We present the case of a 13 year-old with a scleroderma-like condition, ultimately diagnosed with Myhre syndrome, a genetic disorder that may mimic juvenile scleroderma (Supplemental Table 1). Securing a molecular diagnosis in this case allowed the cessation of immunosuppression thus reducing the burden of unnecessary toxic exposure to glucocorticoids, and other ineffective immunosuppressive treatments; and facilitated genetic counselling, and prognostication. This also had implications for long term follow up as patients with Myhre syndrome require close surveillance for detection of any malignancy in view of increased risk of cancer reported in these patients [5, 12, 27]. We therefore highlight this case to raise awareness of a growing number of monogenic fibrotic disorders mimicking juvenile scleroderma which need to be considered in patients with cutaneous fibrosis beginning early in life (Table 1).

Table 1.

Monogenic disorders with a scleroderma-like phenotype.
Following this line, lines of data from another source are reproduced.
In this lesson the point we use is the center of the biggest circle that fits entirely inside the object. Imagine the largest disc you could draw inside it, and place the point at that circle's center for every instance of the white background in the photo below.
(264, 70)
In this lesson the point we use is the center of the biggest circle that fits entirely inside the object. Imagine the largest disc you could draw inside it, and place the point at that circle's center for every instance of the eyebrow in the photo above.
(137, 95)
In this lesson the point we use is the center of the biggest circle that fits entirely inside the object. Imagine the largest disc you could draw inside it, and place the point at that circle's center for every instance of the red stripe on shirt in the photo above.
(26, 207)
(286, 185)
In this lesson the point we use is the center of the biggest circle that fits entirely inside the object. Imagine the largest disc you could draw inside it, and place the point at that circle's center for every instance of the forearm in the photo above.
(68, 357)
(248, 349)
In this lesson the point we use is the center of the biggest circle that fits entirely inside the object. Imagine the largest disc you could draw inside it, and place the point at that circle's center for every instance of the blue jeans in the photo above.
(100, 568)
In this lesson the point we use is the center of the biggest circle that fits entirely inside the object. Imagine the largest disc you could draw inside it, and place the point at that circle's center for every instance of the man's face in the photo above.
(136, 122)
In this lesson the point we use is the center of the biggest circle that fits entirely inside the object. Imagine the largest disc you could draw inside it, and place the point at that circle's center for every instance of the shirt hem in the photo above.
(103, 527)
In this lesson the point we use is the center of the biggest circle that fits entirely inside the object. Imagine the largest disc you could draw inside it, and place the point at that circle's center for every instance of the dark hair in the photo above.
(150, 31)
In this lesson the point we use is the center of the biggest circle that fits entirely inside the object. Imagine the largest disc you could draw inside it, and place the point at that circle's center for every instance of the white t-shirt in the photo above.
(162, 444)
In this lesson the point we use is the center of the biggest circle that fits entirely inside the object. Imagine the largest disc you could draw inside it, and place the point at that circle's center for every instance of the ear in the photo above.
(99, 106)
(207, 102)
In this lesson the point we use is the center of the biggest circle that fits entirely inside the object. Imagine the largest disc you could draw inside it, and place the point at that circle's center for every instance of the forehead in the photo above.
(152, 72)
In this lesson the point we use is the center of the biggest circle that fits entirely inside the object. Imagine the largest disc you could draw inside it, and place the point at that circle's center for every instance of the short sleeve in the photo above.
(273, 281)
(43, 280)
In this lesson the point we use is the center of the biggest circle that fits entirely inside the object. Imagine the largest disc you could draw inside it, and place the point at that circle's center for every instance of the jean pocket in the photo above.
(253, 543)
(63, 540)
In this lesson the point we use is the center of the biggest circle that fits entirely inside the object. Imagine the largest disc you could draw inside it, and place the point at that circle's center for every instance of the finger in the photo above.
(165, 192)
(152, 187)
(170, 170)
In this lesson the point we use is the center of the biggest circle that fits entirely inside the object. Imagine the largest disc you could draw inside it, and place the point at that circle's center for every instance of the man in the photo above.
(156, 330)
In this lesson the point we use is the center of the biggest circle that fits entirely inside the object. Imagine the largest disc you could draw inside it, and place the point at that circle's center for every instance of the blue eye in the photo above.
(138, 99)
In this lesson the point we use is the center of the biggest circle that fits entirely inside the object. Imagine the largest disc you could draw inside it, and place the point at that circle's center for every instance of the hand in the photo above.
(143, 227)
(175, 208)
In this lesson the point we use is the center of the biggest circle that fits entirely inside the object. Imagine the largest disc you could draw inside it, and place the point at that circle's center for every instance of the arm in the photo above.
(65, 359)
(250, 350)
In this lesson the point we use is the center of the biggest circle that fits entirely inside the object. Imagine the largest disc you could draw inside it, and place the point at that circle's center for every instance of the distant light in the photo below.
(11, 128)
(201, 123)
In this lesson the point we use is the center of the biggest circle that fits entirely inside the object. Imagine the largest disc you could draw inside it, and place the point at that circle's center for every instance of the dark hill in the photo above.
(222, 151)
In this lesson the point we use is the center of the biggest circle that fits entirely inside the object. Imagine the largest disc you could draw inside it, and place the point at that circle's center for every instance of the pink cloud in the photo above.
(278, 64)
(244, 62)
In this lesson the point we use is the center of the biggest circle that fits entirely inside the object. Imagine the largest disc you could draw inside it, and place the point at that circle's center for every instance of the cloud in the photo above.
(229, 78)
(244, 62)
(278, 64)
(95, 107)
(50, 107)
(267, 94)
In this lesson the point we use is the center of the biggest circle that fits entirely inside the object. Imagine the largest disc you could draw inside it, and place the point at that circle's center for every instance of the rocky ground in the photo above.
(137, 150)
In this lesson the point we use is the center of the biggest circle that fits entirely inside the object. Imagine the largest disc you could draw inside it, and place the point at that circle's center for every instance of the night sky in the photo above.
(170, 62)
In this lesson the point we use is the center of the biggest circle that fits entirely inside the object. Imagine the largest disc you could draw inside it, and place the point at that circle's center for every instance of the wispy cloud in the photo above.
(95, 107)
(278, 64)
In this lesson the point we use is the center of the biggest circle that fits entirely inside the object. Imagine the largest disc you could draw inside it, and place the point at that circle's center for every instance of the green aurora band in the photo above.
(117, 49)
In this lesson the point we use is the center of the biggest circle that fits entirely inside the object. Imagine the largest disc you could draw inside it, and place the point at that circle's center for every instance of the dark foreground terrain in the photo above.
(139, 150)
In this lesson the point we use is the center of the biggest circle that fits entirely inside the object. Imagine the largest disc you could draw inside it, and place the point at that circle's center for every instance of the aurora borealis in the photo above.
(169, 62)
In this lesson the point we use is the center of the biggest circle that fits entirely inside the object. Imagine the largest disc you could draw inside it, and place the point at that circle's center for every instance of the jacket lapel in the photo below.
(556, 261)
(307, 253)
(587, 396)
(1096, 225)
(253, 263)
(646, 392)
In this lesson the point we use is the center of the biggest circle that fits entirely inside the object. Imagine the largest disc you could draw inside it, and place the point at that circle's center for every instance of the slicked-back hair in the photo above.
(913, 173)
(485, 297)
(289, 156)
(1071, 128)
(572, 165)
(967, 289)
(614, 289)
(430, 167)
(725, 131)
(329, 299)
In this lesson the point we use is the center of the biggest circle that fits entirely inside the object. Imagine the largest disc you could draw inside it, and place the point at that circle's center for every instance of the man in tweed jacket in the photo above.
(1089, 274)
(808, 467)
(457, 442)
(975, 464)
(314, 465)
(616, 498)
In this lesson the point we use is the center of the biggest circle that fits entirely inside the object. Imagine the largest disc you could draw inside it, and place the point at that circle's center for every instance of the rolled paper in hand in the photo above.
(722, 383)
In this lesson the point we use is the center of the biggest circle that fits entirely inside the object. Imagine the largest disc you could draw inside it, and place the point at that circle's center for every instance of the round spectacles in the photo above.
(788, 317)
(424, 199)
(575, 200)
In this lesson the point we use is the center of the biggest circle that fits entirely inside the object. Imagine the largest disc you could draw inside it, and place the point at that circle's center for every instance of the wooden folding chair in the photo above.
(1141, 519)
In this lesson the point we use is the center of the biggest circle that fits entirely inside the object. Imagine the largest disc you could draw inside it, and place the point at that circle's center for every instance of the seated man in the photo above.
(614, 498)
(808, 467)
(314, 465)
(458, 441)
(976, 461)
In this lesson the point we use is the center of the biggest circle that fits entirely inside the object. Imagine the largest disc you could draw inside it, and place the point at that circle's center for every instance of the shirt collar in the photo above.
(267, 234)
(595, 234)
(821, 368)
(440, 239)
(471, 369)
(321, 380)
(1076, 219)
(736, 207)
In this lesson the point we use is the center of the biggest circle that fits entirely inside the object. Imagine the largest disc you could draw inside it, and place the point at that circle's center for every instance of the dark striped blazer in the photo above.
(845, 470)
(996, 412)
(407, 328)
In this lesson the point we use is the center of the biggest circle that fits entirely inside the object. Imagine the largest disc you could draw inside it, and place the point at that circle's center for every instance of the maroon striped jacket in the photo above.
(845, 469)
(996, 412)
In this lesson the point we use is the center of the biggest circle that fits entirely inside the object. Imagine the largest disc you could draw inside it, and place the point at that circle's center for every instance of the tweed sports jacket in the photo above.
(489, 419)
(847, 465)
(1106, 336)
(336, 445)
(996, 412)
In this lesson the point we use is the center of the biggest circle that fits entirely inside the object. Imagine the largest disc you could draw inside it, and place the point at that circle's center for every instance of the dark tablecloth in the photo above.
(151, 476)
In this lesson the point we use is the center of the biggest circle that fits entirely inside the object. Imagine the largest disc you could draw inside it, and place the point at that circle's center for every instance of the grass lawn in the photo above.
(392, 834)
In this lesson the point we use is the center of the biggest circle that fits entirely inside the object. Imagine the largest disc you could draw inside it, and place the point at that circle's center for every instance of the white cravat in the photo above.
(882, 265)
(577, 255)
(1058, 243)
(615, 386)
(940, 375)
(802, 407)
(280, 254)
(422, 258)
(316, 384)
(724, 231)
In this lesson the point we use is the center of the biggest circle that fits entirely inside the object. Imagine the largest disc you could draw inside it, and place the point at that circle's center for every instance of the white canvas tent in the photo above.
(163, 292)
The clinical features have been summarised as described by the Online Mendelian Inheritance in Man (OMIM) [28] and Genetics Home Reference databases [29]

Disease Inheritance Gene Clinical Features
Hutchinson-Gilford Progeria AD, AR LMNA

Skin: Sclerodermatous skin disease, loss of subcutaneous fat (lipodystrophy)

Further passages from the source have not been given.